Radionuclide-labeled gold nanoparticles for nuclei-targeting internal radio-immunity therapy

Abstract

Radionuclide therapy is an important form of tumor internal radiation therapy (IRT), but its curative effect is restricted by the low radiation intensity and poor targeting ability of nuclides, which hampers efficient killing of DNA. Moreover, the limited penetration depth and nonuniform dose distribution of rays result in “blind” regions with residual living cancer cells, which increases the risk of tumor metastasis. Herein, we developed a new strategy to tactfully incorporate IRT with immunotherapy to achieve highly efficient synergistic therapy.

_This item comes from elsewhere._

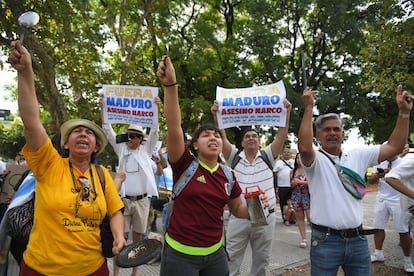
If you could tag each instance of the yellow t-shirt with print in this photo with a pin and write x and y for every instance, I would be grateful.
(65, 238)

Specifically, gold nanoparticles (AuNPs) co-modified with radioactive iodine-131 and the twin arginine translocation (TAT) peptide (¹³¹I-AuNPs-TAT) were constructed, in which TAT-guided nuclei targeting provided highly concentrated β-rays to the most radiosensitive DNA. Meanwhile, β⁻ electrons dashed on AuNPs with a sudden drop in speed can transform into low-dosage X-ray bremsstrahlung radiation. X-rays have a longer penetration depth than β-rays and are able to induce a strong immune response, thus eliminating the area that is blind to short-range β-rays resulting from the limited dose distribution. This method, named “internal radio-immunity therapy (IRIT)”, is a unique approach that combines IRT with immunotherapy to not only enhance radiotherapeutic efficacy but also broaden the clinical applications of ¹³¹I, thereby demonstrating great potential for scientific research and clinical applications.